Thursday, September 12, 2013

Reflections on last Thursday’s ‘Art After School’ Class


Their small feet moving in the direction I guide them, my students and I walk up the stairs to the temporary exhibit, the unmistakable bounce of a 6 year old in each step. All girls, they chatter together about their day with enthusiasm and laughter until we stand at the entrance of the gallery where an awe imposed hush falls over our lips. They move in wonder around the space, sketchbooks in hand. I am reminded of being their age and walking through this very museum, of understanding that art was something more than a single piece of work, of falling in love with the visual image as a form of expression.
We are all quiet. We are all stopping where we feel most moved to look. We are all sketching what we see with both our eyes and our emotions. We meet in a seated circle in the hallway to pow-wow. “Remember, I asked you to look with all of your senses, to listen for sounds, to imagine how things might taste or smell, to think about how the different surfaces might feel if you could touch them, and to think about the way you feel when you look at the art that way.” They look at me, ready to speak. “I just want you to give me describing words right now.” And they begin:

haunted, eerie, escape, freedom, as cold as the arctic, sorrowful, broken, pain, rough, soured…

Their words continue as an echo of other responses I’ve heard relating to ‘Deep River’ and ‘Kin’.

The temporary exhibit is an installation by a black, male artist born in the late 1950s New York.
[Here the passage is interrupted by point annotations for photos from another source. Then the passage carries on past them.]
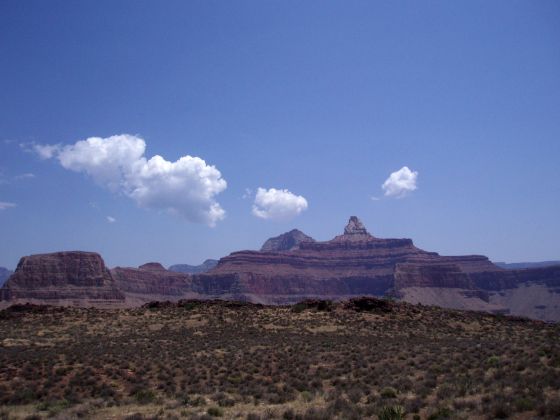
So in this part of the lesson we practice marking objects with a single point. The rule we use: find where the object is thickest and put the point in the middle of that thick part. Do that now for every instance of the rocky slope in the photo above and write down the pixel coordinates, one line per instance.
(517, 266)
(286, 242)
(4, 274)
(63, 278)
(352, 264)
(151, 281)
(194, 269)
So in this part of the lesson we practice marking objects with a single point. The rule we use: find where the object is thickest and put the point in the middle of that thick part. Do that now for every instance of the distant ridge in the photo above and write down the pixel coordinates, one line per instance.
(194, 269)
(286, 242)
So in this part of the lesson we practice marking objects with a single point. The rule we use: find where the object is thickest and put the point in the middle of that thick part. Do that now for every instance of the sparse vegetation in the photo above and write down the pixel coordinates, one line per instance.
(319, 361)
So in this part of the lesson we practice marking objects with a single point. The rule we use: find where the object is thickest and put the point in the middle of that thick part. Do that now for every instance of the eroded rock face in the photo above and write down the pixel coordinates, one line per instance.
(76, 277)
(294, 267)
(4, 275)
(151, 281)
(352, 264)
(194, 269)
(286, 242)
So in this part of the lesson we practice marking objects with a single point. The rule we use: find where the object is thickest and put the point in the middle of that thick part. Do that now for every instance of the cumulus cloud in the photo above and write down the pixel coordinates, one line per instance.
(278, 204)
(27, 175)
(5, 205)
(400, 183)
(186, 187)
(44, 151)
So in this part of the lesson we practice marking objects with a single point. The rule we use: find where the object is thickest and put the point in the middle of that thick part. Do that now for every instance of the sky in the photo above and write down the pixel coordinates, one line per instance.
(177, 131)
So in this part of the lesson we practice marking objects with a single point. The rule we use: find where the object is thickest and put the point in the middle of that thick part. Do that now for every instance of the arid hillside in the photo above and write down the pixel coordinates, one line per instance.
(365, 358)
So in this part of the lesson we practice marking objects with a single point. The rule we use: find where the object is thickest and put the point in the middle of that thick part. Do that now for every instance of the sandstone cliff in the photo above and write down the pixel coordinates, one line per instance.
(66, 278)
(194, 269)
(4, 274)
(286, 242)
(293, 267)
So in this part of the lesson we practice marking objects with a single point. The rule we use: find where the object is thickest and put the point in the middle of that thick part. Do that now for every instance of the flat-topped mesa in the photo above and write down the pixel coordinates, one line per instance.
(355, 231)
(152, 266)
(74, 277)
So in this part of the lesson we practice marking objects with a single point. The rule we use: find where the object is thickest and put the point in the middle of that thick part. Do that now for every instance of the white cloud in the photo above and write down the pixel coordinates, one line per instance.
(247, 194)
(278, 204)
(44, 151)
(5, 205)
(186, 187)
(27, 175)
(400, 183)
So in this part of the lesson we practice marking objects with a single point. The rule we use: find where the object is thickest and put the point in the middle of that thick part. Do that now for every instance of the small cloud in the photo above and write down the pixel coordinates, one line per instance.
(247, 194)
(5, 205)
(278, 204)
(27, 175)
(400, 183)
(186, 187)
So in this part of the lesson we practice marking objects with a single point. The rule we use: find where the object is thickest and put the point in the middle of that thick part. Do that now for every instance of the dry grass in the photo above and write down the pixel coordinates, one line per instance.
(197, 360)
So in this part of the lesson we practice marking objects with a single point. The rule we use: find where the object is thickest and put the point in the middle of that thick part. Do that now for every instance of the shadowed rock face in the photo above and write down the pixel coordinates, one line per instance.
(78, 278)
(4, 274)
(295, 267)
(354, 263)
(150, 281)
(194, 269)
(286, 242)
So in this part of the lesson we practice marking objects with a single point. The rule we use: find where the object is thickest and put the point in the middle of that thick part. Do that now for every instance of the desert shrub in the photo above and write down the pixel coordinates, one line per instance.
(524, 404)
(500, 410)
(145, 396)
(441, 414)
(394, 412)
(389, 392)
(289, 414)
(215, 412)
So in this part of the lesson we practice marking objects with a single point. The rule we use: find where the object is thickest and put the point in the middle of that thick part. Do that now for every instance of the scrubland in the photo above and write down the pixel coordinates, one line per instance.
(314, 360)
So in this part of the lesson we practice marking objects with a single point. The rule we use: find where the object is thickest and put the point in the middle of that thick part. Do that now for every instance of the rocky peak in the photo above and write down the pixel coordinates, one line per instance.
(355, 227)
(286, 242)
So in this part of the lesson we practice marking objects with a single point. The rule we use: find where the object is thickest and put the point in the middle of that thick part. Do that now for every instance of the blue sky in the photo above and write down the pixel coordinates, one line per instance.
(323, 99)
The expanse of generational and cultural differences between he and my girls is drastic. They are white, 6 year old girls from Tennessee. Still, those differences weren’t barriers for connection or understanding. That is why I think art (all art: painting, sculpture, dance, music, poetry…) is magical. It can speak across our imposed divides of race, gender, place, and even time to the essential part of our humanity. It can afford us the ability (to paraphrase the words of Hugh Prather) to not only hear what someone says, but also feel what they mean.